C.C. Brown's opened as a candy shop in 1929 in the Hillcrest Cadillac building at 7007 Hollywood Boulevard just west of Grauman's Chinese Theater. The interior was decorated with flocked wallpaper, crystal chandeliers, high backed walnut booths, and mahogany tables brought from their original location in downtown Los Angeles. Employees wore white uniforms. Ice cream was served in metal goblets and sauces were presented warm in a small ceramic pitcher.

Founder Clifton Hibbard Brown learned candy making at his father Clarence Clifton (C.C.) Brown's downtown Los Angeles shop, which opened in 1906. The pair brought copper kettles and candy making equipment from their home in Ohio in a covered wagon.
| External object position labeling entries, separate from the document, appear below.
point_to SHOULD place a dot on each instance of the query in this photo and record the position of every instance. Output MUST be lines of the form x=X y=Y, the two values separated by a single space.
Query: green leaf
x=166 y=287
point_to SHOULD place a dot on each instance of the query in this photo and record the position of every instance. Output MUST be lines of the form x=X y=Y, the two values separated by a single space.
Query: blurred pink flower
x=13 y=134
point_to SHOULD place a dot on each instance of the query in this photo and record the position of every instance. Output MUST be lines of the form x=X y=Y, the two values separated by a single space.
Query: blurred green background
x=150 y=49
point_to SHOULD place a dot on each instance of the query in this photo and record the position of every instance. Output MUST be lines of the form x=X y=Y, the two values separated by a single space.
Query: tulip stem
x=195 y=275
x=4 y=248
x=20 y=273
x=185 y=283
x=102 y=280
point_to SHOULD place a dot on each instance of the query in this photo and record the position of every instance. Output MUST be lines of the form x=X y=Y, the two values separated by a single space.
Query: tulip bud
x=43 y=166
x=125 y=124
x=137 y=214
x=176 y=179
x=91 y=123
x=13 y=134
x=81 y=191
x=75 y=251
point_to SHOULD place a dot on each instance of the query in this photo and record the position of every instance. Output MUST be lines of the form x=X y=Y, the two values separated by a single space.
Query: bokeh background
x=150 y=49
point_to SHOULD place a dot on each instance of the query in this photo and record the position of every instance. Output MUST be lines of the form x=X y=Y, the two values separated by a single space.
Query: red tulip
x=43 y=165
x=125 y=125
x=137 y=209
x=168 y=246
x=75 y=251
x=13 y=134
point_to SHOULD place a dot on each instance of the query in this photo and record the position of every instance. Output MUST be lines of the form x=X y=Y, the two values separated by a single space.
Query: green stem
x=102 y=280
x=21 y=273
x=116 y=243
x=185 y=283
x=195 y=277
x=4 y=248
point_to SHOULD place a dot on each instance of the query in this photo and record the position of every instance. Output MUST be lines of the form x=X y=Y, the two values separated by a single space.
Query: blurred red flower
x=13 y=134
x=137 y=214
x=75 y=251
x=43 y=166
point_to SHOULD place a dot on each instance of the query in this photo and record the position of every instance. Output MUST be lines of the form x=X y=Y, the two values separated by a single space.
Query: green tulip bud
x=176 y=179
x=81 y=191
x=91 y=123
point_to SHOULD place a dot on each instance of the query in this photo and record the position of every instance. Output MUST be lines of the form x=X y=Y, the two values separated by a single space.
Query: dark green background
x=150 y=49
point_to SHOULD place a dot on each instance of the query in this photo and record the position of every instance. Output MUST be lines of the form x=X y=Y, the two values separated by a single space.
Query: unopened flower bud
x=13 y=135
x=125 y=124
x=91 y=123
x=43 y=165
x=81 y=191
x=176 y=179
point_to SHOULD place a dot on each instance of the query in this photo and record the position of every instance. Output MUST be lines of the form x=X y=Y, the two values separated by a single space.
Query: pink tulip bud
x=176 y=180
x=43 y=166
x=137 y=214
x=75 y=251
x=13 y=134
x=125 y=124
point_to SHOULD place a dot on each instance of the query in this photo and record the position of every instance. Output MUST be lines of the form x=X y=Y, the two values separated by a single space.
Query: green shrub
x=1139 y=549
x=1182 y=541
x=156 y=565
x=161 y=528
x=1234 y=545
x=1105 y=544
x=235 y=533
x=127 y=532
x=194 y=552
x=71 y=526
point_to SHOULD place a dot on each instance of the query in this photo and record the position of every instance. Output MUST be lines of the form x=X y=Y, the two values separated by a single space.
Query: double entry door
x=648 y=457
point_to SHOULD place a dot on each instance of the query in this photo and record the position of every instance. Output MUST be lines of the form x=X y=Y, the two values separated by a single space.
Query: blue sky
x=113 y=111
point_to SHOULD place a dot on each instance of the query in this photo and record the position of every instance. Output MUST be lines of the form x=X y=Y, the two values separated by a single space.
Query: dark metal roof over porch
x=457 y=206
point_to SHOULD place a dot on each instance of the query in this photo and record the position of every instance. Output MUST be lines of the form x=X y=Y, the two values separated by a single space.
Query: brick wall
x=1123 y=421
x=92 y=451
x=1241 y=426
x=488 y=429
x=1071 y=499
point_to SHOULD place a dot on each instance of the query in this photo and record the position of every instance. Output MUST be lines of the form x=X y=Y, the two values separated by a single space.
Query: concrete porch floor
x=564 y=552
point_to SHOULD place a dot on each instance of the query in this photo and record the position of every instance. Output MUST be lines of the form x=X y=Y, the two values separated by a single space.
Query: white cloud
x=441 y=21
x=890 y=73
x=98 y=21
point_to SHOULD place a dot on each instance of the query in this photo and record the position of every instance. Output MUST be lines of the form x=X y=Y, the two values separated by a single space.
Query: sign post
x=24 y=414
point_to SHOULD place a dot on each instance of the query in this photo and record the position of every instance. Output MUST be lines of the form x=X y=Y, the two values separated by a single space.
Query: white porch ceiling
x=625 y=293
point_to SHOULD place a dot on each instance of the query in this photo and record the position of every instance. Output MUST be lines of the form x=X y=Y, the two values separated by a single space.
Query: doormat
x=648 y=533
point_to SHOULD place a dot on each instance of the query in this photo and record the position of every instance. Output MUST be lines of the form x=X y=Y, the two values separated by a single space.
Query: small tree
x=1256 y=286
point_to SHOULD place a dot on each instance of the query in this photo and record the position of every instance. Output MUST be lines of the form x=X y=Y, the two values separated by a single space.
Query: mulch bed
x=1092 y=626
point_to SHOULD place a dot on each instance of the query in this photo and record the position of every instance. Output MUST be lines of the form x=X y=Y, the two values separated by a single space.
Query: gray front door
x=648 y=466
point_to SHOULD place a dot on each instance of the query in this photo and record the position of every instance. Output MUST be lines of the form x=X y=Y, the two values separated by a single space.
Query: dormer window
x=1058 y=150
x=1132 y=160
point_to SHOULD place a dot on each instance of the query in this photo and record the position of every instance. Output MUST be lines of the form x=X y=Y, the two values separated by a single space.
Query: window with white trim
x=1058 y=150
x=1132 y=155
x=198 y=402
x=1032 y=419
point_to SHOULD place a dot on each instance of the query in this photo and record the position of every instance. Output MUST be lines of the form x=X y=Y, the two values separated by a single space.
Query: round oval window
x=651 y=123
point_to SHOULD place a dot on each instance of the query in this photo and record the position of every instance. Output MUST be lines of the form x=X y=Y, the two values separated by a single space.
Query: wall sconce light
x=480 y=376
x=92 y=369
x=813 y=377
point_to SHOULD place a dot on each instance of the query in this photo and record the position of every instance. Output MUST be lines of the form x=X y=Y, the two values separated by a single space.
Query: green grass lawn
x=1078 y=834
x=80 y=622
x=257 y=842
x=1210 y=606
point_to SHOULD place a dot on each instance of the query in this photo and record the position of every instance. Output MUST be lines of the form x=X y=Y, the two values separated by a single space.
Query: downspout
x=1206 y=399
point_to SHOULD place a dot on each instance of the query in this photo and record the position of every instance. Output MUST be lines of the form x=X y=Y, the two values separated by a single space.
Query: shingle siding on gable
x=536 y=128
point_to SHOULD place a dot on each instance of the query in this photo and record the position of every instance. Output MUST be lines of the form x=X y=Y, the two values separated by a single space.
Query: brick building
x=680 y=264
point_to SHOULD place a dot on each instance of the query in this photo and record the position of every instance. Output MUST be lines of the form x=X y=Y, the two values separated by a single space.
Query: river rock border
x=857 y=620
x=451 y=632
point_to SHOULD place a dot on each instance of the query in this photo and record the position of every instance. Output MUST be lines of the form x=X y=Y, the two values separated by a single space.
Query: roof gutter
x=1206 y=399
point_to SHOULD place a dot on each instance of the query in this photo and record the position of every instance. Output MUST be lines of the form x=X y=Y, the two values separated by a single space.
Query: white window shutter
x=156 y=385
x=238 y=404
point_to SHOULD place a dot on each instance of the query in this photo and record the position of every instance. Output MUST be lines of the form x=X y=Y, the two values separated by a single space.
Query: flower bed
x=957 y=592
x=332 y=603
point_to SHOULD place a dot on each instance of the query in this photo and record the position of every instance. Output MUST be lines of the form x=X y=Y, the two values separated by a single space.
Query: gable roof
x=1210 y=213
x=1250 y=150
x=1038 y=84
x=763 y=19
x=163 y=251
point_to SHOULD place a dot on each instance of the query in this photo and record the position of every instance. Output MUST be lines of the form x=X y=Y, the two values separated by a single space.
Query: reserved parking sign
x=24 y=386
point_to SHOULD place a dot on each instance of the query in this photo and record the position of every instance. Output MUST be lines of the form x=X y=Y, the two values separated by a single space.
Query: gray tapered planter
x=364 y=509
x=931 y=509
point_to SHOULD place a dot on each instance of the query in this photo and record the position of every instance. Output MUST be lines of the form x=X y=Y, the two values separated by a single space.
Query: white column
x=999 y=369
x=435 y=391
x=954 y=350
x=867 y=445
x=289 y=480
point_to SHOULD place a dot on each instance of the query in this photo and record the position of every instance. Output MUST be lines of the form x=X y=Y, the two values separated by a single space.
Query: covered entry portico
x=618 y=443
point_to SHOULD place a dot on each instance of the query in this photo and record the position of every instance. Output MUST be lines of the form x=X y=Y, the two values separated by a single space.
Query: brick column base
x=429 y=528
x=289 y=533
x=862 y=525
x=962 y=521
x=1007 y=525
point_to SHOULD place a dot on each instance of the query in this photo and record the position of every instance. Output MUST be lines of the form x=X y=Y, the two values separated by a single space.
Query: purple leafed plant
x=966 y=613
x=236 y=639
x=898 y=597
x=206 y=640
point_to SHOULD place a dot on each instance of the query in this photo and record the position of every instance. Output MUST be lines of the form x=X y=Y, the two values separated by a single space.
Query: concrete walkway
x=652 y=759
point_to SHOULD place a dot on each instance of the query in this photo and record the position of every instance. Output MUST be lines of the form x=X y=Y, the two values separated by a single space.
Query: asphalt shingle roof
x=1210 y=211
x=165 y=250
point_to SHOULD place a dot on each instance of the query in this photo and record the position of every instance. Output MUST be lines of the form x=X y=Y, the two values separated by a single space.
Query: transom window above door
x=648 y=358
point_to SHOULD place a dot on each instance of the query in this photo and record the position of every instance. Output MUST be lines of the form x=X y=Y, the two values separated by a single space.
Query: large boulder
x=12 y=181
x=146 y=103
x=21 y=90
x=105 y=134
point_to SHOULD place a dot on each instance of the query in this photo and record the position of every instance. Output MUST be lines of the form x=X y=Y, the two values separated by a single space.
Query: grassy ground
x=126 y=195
Clifton tinkered with chocolate sauce recipes for years and the shop served their first ice cream sundae in 1938. Other ice cream confections like the Lover’s Delight, the Buster Brown, and the Peter Pan were soon added to the menu, which also featured sandwiches and breakfast items. Clarence Clifton Brown died in 1943 at the age of 66.

John Schumacher, a chemist with the Carnation (brand) company, bought the business in 1963. He continued producing Brown's original recipes in the back kitchen and worked the counter, along with his wife and 8 children through the 1990s. Media attention picked up in the 1980s and food critic Ruth Reichl mused in 1983 that C.C. Brown's was "such a slide of small town Americana that you wonder whether you have somehow stumbled into some old Frank Capra movie set here in the heart of Hollywood." Business suffered due to the opening of Häagen-Dazs and Ben & Jerry's ice cream outlets nearby and the generally downtrodden condition of Hollywood Boulevard at the time.

Schumacher lived in Calabasas, California and died at age 69 in 1994. His wife Jo Ellen ran the store for two more years but was tired of her 15-hour a day, six day a week schedule. "None of her eight children," she told The New York Times, "wanted to take over." C.C. Brown's served up their last sundae on June 8, 1996. The closure was lamented by many in the community, including Hollywood Chamber of Commerce director Leron Gubler. "It's a shame to lose something with so much historic heritage," he told The New York Times in 1996. "At a time when Hollywood is on the verge of a major makeover."

Lawry's The Prime Rib currently serves the original C.C. Brown's Hot Fudge Sundae at all of their locations and sells jars of the sauce online. The Hollywood location is now a souvenir shop called La La Land.